Foi quando a Anta Sindicalista, com a CLT na boca e o olhar sério, marchou até o centro da clareira:
— “Desculpa interromper, Zebra, mas essa conversa tá parecendo marketing de girassol: bonita por fora, mas o miolo é vazio!”
— “Como assim?”, retrucou a Zebra, ajeitando os óculos com um casco.
— “‘Empregado’ é quem tem vínculo formal reconhecido pela CLT, recebe salário, tem carteira assinada, 13º, férias, FGTS, e tudo mais. Tá aqui ó, artigo 3º da Consolidação das Leis do Trabalho. É isso que somos! Não tem papo florido que apague isso!”
A Arraia Psicóloga tentou suavizar:
— “Mas ‘colaborador’ soa mais gentil, mais participativo. Gera senso de equipe, de afeto...”
A Hiena Estagiária soltou uma risadinha:
— “E senso de direito, tem? Porque ‘colaborador’ parece que a gente tá ajudando por hobby, né?”

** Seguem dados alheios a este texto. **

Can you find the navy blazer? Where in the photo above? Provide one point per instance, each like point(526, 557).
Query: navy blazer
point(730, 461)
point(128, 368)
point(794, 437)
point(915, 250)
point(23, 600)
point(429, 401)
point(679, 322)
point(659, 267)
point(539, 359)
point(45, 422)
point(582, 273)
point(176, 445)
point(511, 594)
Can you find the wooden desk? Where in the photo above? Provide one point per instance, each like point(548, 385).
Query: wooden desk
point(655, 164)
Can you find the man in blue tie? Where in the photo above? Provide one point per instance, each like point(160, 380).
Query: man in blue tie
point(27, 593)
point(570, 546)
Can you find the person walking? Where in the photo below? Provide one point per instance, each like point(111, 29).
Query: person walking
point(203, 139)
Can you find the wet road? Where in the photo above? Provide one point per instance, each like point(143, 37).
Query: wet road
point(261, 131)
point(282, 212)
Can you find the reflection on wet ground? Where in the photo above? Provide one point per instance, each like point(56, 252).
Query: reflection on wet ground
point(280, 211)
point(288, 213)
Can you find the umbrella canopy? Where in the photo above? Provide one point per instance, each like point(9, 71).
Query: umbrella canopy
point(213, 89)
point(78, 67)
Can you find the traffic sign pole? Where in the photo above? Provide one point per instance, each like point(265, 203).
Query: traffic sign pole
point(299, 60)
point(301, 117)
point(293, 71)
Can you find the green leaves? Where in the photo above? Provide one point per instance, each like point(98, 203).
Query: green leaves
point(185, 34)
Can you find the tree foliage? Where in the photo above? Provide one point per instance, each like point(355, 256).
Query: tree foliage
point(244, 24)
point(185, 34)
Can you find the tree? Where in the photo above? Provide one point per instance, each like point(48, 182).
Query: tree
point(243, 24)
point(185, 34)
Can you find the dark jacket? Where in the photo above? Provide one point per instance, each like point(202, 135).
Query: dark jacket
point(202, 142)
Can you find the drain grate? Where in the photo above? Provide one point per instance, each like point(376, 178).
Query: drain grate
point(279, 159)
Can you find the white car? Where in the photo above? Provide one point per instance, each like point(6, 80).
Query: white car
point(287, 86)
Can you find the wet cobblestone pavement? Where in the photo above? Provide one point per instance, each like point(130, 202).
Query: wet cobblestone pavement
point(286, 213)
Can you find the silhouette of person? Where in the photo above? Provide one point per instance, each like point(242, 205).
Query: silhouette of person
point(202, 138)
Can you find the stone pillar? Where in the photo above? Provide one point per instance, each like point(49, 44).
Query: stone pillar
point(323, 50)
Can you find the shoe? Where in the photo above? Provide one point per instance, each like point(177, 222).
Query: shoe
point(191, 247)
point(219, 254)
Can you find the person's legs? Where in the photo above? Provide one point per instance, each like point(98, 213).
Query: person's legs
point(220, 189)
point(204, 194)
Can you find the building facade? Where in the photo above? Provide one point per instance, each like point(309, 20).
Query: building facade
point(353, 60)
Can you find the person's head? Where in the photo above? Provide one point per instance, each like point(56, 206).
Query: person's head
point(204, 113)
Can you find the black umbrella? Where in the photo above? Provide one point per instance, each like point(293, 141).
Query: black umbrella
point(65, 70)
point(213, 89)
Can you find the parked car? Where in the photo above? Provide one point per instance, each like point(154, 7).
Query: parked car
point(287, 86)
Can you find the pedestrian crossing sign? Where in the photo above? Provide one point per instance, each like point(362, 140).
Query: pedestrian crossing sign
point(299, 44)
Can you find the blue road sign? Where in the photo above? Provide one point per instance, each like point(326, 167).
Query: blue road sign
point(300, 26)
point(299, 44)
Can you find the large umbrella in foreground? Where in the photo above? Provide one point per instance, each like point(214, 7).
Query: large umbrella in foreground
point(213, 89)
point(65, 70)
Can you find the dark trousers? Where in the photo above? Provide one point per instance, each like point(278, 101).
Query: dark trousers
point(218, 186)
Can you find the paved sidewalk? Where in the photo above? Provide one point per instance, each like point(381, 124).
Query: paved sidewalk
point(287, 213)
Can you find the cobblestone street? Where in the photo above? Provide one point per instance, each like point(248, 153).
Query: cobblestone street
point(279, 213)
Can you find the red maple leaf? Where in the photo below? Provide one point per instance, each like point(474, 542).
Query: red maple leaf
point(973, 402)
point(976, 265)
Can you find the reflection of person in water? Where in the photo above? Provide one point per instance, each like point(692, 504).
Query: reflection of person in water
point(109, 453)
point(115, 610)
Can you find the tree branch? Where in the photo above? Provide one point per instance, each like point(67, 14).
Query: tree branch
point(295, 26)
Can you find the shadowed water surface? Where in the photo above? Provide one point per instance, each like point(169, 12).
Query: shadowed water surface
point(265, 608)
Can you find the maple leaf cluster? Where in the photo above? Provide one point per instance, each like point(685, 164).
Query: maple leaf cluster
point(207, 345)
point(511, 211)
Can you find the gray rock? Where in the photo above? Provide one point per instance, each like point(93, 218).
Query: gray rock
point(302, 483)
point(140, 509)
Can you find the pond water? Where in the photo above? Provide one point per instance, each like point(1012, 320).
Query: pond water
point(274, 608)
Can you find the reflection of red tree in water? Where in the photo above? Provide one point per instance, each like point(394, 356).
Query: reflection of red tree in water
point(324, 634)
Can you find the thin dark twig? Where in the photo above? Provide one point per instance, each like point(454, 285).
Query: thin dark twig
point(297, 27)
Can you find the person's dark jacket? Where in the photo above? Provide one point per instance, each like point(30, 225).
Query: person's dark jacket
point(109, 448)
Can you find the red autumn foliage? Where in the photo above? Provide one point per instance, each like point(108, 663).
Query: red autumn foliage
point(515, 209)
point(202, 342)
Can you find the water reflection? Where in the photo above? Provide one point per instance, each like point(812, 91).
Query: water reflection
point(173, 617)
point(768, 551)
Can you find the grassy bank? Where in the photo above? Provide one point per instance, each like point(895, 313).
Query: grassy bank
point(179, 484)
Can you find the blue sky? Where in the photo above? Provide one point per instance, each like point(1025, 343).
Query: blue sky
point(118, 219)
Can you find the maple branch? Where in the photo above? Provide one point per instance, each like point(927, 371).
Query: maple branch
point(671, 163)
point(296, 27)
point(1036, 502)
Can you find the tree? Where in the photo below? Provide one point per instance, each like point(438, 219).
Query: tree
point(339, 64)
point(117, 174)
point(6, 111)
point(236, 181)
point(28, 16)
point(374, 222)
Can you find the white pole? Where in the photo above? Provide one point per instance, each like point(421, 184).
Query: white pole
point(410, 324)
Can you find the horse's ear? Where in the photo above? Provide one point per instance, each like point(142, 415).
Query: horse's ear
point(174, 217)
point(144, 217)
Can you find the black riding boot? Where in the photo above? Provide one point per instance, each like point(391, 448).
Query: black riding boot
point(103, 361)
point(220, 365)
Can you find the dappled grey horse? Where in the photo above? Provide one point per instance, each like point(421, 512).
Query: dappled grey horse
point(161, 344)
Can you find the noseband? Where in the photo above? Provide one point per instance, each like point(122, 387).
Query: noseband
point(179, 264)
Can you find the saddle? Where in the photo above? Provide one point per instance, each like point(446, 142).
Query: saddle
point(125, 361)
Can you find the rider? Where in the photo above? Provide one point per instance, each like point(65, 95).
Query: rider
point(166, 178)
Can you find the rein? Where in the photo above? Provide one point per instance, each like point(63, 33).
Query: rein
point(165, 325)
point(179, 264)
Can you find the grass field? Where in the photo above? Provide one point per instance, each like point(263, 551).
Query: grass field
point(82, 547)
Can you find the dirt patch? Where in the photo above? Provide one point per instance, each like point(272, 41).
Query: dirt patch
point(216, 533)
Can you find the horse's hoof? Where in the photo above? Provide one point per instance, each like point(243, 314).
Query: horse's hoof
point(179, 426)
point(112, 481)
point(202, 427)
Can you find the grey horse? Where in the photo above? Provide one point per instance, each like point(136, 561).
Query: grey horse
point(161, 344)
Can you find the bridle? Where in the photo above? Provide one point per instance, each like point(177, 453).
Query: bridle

A Coruja Jurídica, que só falava quando era necessário, pousou e cravou:
— “O termo ‘colaborador’ não é ilegal, mas não tem respaldo jurídico. E usar isso em documentos internos pode, sim, gerar brechas legais. O empregador pode se esquivar de reconhecer obrigações trabalhistas. Sabe o que é isso? Nevoeiro linguístico para confundir o ninho!”
O Elefante Servidor Público, com gravata e crachá da floresta federal, disse:
— “Eu mesmo sou chamado de funcionário, porque esse termo vale para nós que trabalhamos em órgão público. No setor privado, o termo certo é ‘empregado’. Isso aqui não é zoológico do governo, não.”
— “Ou seja,” completou a Formiga Operária, “funcionário é do Estado, empregado é da empresa privada e colaborador... bem... colaborador é só um apelido corporativo pra suavizar a hierarquia!”
A Girafa Gerente, que via tudo de cima, ficou pensativa:
— “E se a gente chama todo mundo de ‘colaborador’, mas na prática só obedece ordens, cumpre metas, bate ponto e é mandado embora por e-mail... que colaboração é essa?”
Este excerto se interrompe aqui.